In [74]:
from langchain.embeddings import HuggingFaceEmbeddings
from langchain.document_loaders import PyMuPDFLoader
from langchain.text_splitter import RecursiveCharacterTextSplitter
from langchain.vectorstores import FAISS
from langchain.chains import RetrievalQA
import textwrap

In [75]:
def load_pdf_data(file_path):
    # Creating a PyMuPDFLoader object with file_path
    loader = PyMuPDFLoader(file_path=file_path)
    
    # loading the PDF file
    docs = loader.load()
    
    # returning the loaded document
    return docs

In [76]:
# Responsible for splitting the documents into several chunks
def split_docs(documents, chunk_size=1024, chunk_overlap=20):
    
    # Initializing the RecursiveCharacterTextSplitter with
    # chunk_size and chunk_overlap
    text_splitter = RecursiveCharacterTextSplitter(
        chunk_size=chunk_size,
        chunk_overlap=chunk_overlap
    )
    
    # Splitting the documents into chunks
    chunks = text_splitter.split_documents(documents=documents)
    
    # returning the document chunks
    return chunks

In [77]:
# function for loading the embedding model
def load_embedding_model(model_path, normalize_embedding=True):
    return HuggingFaceEmbeddings(
        model_name=model_path,
        model_kwargs={'device':'cpu'}, # here we will run the model with CPU only
        encode_kwargs = {
            'normalize_embeddings': normalize_embedding # keep True to compute cosine similarity
        }
    )


# Function for creating embeddings using FAISS
def create_embeddings(chunks, embedding_model, storing_path="vectorstore"):
    # Creating the embeddings using FAISS
    vectorstore = FAISS.from_documents(chunks, embedding_model)
    
    # Saving the model in current directory
    vectorstore.save_local(storing_path)
    
    # returning the vectorstore
    return vectorstore

In [78]:
prompt = """
### System:
You are an AI Assistant that follows instructions extreamly well. \
Help as much as you can.
Please say I don't know if you don't know.

### User:
{prompt}

### Response:

"""

In [79]:
template = """
### System:
You are an respectful and honest assistant. You have to answer the user's \
questions using only the context provided to you. If you don't know the answer, \
just say you don't know.
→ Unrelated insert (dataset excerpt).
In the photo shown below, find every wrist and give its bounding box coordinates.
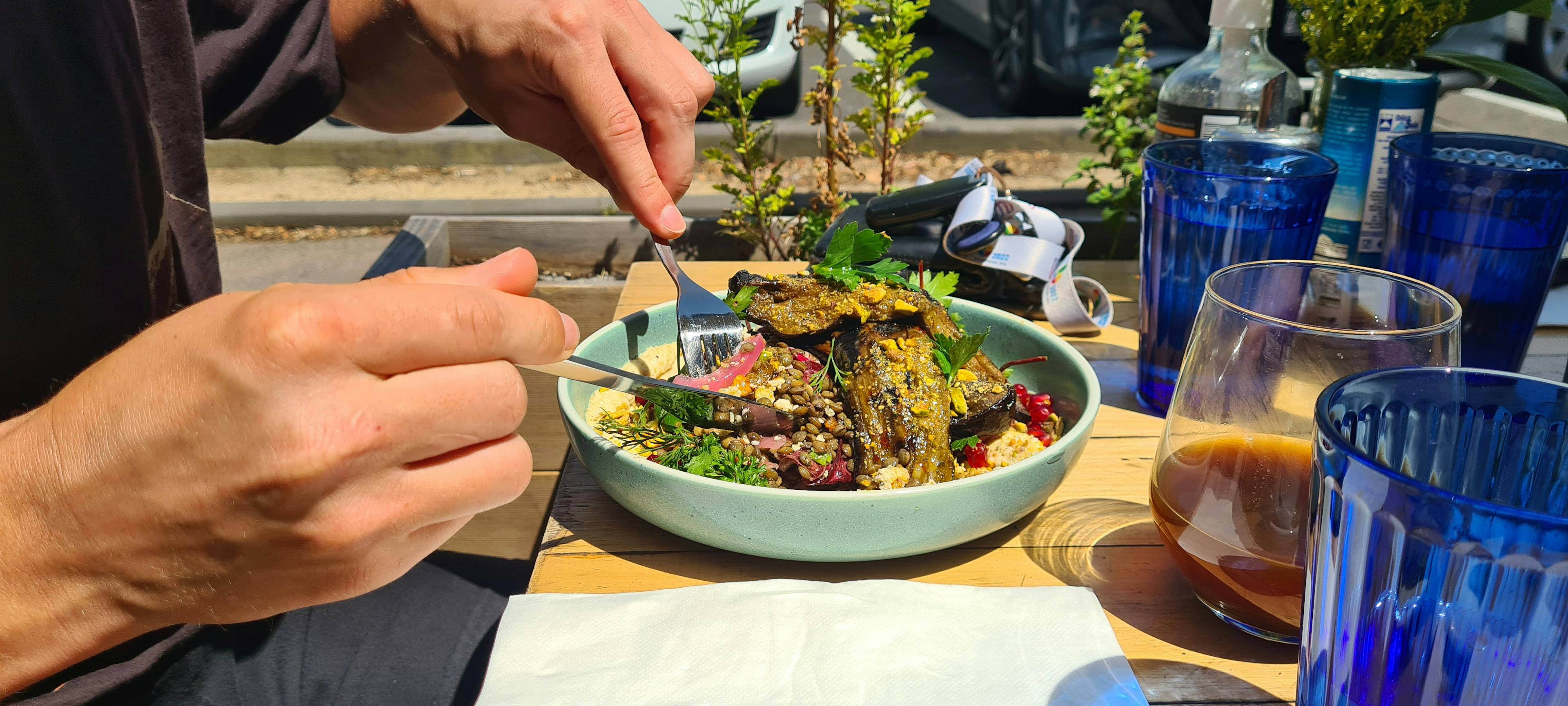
[0,410,158,698]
Don't try to make up an answer.

### Context:
{context}

### User:
{question}

### Response:
"""

In [80]:
def load_qa_chain(retriever, llm, prompt):
    return RetrievalQA.from_chain_type(
        llm=llm,
        retriever=retriever, # here we are using the vectorstore as a retriever
        chain_type="stuff",
        return_source_documents=True, # including source documents in output
        chain_type_kwargs={'prompt': prompt} # customizing the prompt
    )

In [81]:
def get_response(query, chain):
    # Getting response from chain
    response = chain({'query': query})
    
    # Wrapping the text for better output in Jupyter Notebook
    wrapped_text = textwrap.fill(response['result'], width=100)
    print(wrapped_text)

In [82]:
from langchain.llms import Ollama
from langchain import PromptTemplate

In [83]:
# Loading orca-mini from Ollama
llm = Ollama(model="llama3:70b", temperature=0)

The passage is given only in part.